There appears, however, to be very little prudence amongst them. The man who receives some extra money for extra work simply spends it on unusual luxuries in food or drink; or, if it be summer, takes his wife and children a drive in a hired conveyance. To this latter there can be no objection; but still, the fact remains prominent that men in the receipt of good wages do not save. They do not put by money; this is, of course, speaking of the majority. It would almost seem to be a characteristic of human nature that those who receive wages for work done, so much per week or fortnight, do not contract saving habits. The small struggling tradesman, whose income is very little more than that of the mechanic, often makes great exertions and practises much economy to put by a sum to assist him in difficulty or to extend his business. It may be that the very certainty of the wages acts as a deterrent—inasmuch as the mechanic feels safe of his weekly money, while the shopkeeper runs much risk. It is doubtful whether mechanics with good wages save more than agricultural labourers, except in indirect ways—ways which are thrust upon them. First of all, there is the yard club, to which all are compelled to pay by their employers, the object being to provide medical assistance in case of sickness. This is in some sense a saving. Then there are the building societies, which offer opportunities of possessing a house, and the mechanic who becomes a member has to pay for it by instalments. This also may be called an indirect saving, since the effect is the same. But of direct saving—putting money in a bank, or investing it—there is scarcely any. The quarter of a million annually paid in wages mostly finds its way into the pockets of the various trades-people, and at the end of the year the mechanic is none the better off. This is a grave defect in his character. Much of it results from a generous, liberal disposition: a readiness to treat a friend with a drink, to drive the family out into the country, to treat the daughter with a new dress. The mechanic does not set a value upon money in itself.
The effect of the existence of this factory upon the whole surrounding district has been marked. A large proportion of the lower class of mechanics, especially the factory labourers, are drawn from the agricultural poor of the adjacent villages. These work all day at the factory, and return at night. They daily walk great distances to secure this employment: three miles to and three miles back is common, four miles not uncommon, and some have been known to walk six or twelve miles per day. These carry back with them into the villages the knowledge they insensibly acquire from their better-informed comrades, and exhibit an independent spirit. For a radius of six miles round the poorer class are better informed, quicker in perception, more ready with an answer to a question, than those who dwell farther back out of the track of modern life. Wages had materially risen long before the movement among the agricultural labourers took place.

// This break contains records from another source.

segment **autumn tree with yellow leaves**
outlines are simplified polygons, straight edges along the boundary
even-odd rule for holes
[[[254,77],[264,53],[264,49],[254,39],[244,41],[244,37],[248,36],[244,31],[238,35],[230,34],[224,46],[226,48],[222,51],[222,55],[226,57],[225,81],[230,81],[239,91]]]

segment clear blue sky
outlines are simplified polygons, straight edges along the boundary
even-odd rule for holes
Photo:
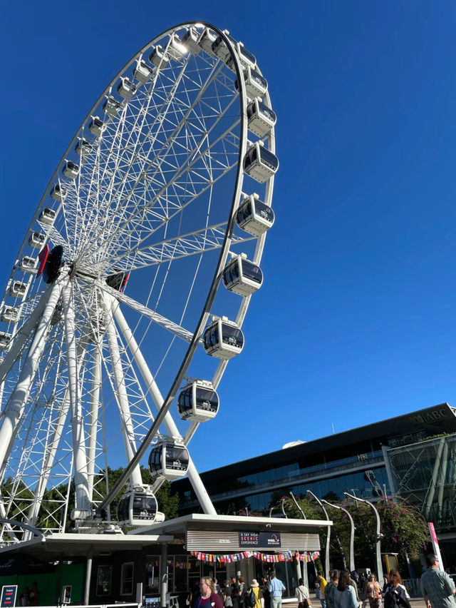
[[[2,284],[68,141],[150,39],[212,22],[269,81],[276,222],[198,468],[456,405],[454,2],[26,0],[1,16]]]

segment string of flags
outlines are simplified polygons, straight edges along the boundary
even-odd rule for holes
[[[301,562],[314,562],[320,557],[318,551],[305,551],[299,553],[297,551],[286,551],[284,553],[278,553],[270,555],[268,553],[260,553],[259,551],[242,551],[240,553],[231,553],[229,554],[219,554],[213,553],[202,553],[201,551],[191,551],[190,554],[196,557],[200,562],[217,562],[219,564],[229,564],[232,562],[240,562],[246,557],[256,557],[261,562],[269,562],[276,564],[278,562],[288,562],[296,557]]]

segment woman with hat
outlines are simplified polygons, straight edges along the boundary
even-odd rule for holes
[[[256,579],[252,579],[246,600],[247,608],[264,608],[263,592],[259,588]]]

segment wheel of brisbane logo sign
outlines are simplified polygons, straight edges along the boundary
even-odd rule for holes
[[[281,547],[280,532],[239,532],[239,547]]]

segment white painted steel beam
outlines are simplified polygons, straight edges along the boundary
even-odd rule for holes
[[[125,387],[125,374],[123,373],[123,369],[122,368],[122,360],[120,358],[120,351],[119,350],[115,326],[113,318],[113,313],[110,305],[110,302],[105,301],[105,296],[103,296],[103,302],[105,306],[107,318],[106,335],[108,336],[108,344],[109,346],[109,352],[111,358],[111,366],[113,368],[113,375],[114,376],[114,383],[115,385],[114,396],[117,401],[120,415],[120,420],[122,422],[122,433],[123,435],[127,462],[130,462],[134,455],[136,453],[135,431],[131,420],[128,396],[127,395],[127,389]],[[130,480],[133,485],[141,485],[142,484],[139,464],[137,465],[132,471]]]
[[[91,514],[88,495],[87,456],[84,421],[83,420],[79,387],[79,368],[76,348],[76,335],[72,287],[66,285],[63,290],[65,340],[68,367],[68,390],[71,412],[71,433],[74,463],[75,510],[74,518],[85,519]]]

Where there was lately nothing but furze and rabbits there is now a busy human population. Why was it that for so many hundreds of years the population of England remained nearly stationary? and why has it so marvellously increased in this last forty years? The history of this place seems to answer that interesting question. The increase is due to the facilities of communication which now exist, and to the numberless new employments in which that facility of communication took rise, and which it in turn adds to and fosters.